Pourtant, le combat de l’administration Obama est légitime. Fox News, malgré son slogan, « Fair and balanced news » (Des infos impartiales et équitables), porte assez mal son nom, tant l’information qui y est présentée flaire la mauvaise foi idéologique. Certaines émissions phares de la chaîne, comme celle de Glenn Beck, s’apparentent même à une désinformation franchement hallucinante. En maniant – avec un certain brio malsain – une rhétorique lapidaire, des symboles douteux mais lourds de sens, et un sérieux ultra-convaincant, Beck se nourrit de la masse de préjugés et d’ignorance que l’on trouve encore dans toute une catégorie de la population américaine, pour entretenir des haines et des peurs aussi efficaces qu’irrationnelles. On peut ainsi trouver dans son émission des accusations de complot communiste qu’on croirait échappées d’un discours du sénateur McCarthy circa 1950 (il compare la position d’Obama en faveur du volontariat à une résurrection de la dictature maoïste…), au milieu d’accusations encore plus aberrantes – Obama serait par exemple un « raciste », et la gauche progressiste un ramassis de « propriétaires d’esclaves ». [Voir la vidéo]

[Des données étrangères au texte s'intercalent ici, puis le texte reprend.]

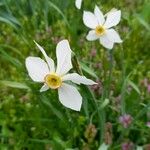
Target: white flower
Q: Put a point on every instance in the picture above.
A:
(55, 78)
(78, 3)
(101, 27)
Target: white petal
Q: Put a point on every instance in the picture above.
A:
(104, 40)
(37, 68)
(92, 36)
(48, 59)
(113, 36)
(113, 18)
(90, 20)
(76, 78)
(44, 88)
(63, 53)
(99, 15)
(70, 97)
(78, 3)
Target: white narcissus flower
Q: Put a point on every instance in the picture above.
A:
(101, 27)
(55, 78)
(78, 3)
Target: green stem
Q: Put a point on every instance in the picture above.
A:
(99, 112)
(123, 90)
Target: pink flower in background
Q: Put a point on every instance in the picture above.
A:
(78, 3)
(125, 120)
(148, 124)
(127, 146)
(148, 88)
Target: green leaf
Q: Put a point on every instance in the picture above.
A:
(15, 84)
(143, 22)
(139, 148)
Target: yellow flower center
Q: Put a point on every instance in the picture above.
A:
(100, 30)
(53, 81)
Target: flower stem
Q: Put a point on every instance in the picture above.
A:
(94, 101)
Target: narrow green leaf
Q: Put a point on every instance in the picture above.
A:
(143, 22)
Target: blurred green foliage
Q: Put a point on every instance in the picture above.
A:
(32, 120)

Si Fox se défend en revendiquant, comme beaucoup de médias, un service d’opinion en complément – mais bien distinct, donc – de son service d’information, même ce dernier nous laisse dubitatif. On ne compte plus aujourd’hui les exemples d’information lacunaire, voire carrément déformée, relayée par les journalistes de la chaîne. Lacunes et déformations qui jouent, bien entendu, en défaveur d’Obama et de son administration, le plus souvent. De plus, quand Anita Dunn accuse Fox News d’être le service de com’ du Parti républicain, elle n’a littéralement pas tort : le site Mediamatters.com relève, par exemple, qu’une « enquête » de la chaîne sur l’évolution du projet démocrate de relance économique n’était en fait qu’une reprise, mot pour mot et fautes de frappe incluses, d’un pamphlet rédigé par des parlementaires républicains.

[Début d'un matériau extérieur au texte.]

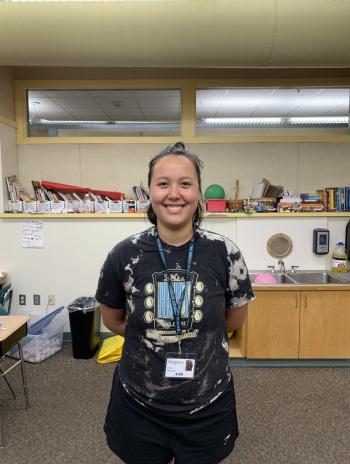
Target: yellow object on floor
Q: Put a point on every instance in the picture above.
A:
(111, 349)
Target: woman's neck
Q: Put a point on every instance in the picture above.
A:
(175, 237)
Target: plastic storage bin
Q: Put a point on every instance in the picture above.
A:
(216, 206)
(38, 347)
(84, 320)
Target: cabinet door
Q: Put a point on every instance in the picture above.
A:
(273, 325)
(325, 324)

Face à cette situation, évidemment, difficile pour un gouvernement – et surtout un gouvernement de plus en plus contesté, comme l’est aujourd’hui celui d’Obama – de rester les bras ballants. L’enjeu est d’autant plus important que, selon un sondage du Pew Research Center (septembre 2009), plus de 70% des citoyens américains avouent recevoir leurs informations principalement de la télévision. Ainsi, même si la sortie de la Maison Blanche contre Fox News est certainement un peu maladroite, et si elle ne suffira manifestement pas pour discréditer cette chaîne conservatrice encore trop influente, elle a au moins le mérite d’attirer l’attention sur un problème mine de rien extrêmement préoccupant. Il est possible d’espérer, en tout cas, que le message d’Anita Dunn sera entendu par la part la plus modérée et non-partisane de l’audience de Fox, évitant ainsi à l’actuelle vague ultra-conservatrice de prendre une ampleur toujours plus grande et de devenir, du même coup, complètement ingérable.